生命の質。身体の生命の質、健康である方が。
生活の質。衣食住とそれを支える財産。
人生の質。生きがい、やりがい、使命感。
人間関係の質。友人、仕事仲間、家族関係の質。
神関係の質。神様との関わりの質です。神が共にいて下さる、という安心と信頼感は、試練の中でも私たちを支えます。自分の罪深さを思うこともあるかも知れません。試練にしても罪深さにしても、人間としての弱さを感じる。でも弱い時にこそ強い(Ⅱコリント一二・一〇 参照)、そういう強さが信仰にはあります。体を以て生きながらも与えられる神関係の質が「永遠の命」です。
そして最近は「クオリティ オブ デス」も言われるようになりました。どのように最期を迎えるか。救急車で病院に担ぎ込まれて管に繋がって死にたいか、延命治療はせずに自宅で家族に囲まれて死にたいか、いや独り暮らしでもヘルパーさんが定期的に来てくれるからお独り様で死んでも大丈夫と思うのか。どのような最期を迎えるにしても、主イエスが共におられる安心感とその後を託せる信頼感は「永遠の命」あってのことです。
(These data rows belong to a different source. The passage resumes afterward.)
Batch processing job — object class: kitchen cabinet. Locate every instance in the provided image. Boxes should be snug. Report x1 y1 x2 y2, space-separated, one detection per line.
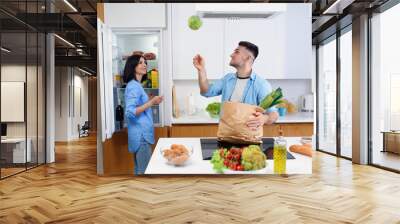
104 3 166 29
171 4 312 80
170 4 224 80
223 19 282 78
169 123 314 138
223 4 312 79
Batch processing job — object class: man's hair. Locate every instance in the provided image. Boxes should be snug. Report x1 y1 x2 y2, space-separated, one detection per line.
239 41 258 59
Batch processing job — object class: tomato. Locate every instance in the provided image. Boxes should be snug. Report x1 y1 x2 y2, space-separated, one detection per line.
224 160 229 167
235 154 240 161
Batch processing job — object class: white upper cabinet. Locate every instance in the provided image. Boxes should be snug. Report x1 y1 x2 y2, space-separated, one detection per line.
104 3 166 28
171 4 224 79
224 19 281 78
224 4 312 79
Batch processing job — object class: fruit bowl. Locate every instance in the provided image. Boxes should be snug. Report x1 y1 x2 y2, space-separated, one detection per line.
160 144 193 166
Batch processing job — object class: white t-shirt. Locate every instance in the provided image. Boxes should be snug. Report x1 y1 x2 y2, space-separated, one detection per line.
231 77 250 102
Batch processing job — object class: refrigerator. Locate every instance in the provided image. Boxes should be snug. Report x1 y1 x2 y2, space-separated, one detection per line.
111 30 164 131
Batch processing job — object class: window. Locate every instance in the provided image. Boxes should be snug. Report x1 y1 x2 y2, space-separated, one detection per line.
370 4 400 170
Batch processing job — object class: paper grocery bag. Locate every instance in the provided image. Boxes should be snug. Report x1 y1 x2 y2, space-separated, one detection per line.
217 101 264 144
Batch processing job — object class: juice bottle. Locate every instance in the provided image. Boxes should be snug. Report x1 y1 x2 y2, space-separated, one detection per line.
274 133 286 174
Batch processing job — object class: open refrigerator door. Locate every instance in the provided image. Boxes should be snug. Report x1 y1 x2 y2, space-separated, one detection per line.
112 30 163 130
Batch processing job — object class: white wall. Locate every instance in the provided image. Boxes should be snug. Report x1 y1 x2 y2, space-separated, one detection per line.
174 79 312 114
55 67 89 141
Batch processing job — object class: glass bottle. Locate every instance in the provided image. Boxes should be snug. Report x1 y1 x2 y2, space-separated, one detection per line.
274 130 287 174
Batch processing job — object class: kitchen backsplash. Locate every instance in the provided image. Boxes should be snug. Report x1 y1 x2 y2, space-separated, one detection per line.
174 79 312 115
患者さんの話を伺うと、私のような人間はとてもじゃない、天国なんかには行けません、と話す方がいます。皆さんはどう思いますか。罪を負って下さる十字架の主イエスがおられる。罪の赦しを宣言なさる復活のイエスがおられる。だから、大胆に信じて良い。この恵みは実に大きい。この事を自覚できたら、死後の不安もなくなります。人生の終わりに神様との関わりをしっかり持って安心して天に希望を繋ぐことが出来ます。
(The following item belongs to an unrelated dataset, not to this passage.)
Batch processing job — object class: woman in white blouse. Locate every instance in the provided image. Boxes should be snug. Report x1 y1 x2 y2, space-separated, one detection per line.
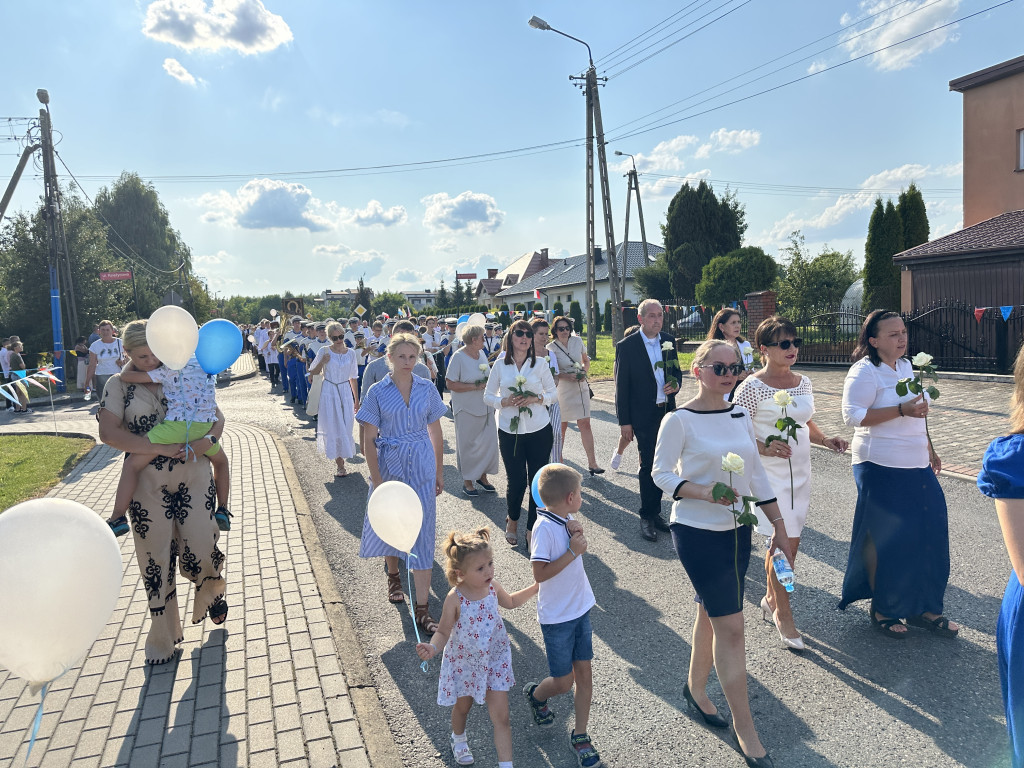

南北戦争の戦場の、明日には死んでしまうかもしれない、もう故郷の家族のもとに帰れないかもしれない。その不安の中でヘールの下に集まって来た若い戦友たち、そのヘールのテントは不安を吐露するカウンセリングの場にもなったでしょう。そして「祈りの場になった」というのですから、共にいて下さるキリストのご加護を祈り、罪の赦しの福音を祈り求める祈りの場になったのでした。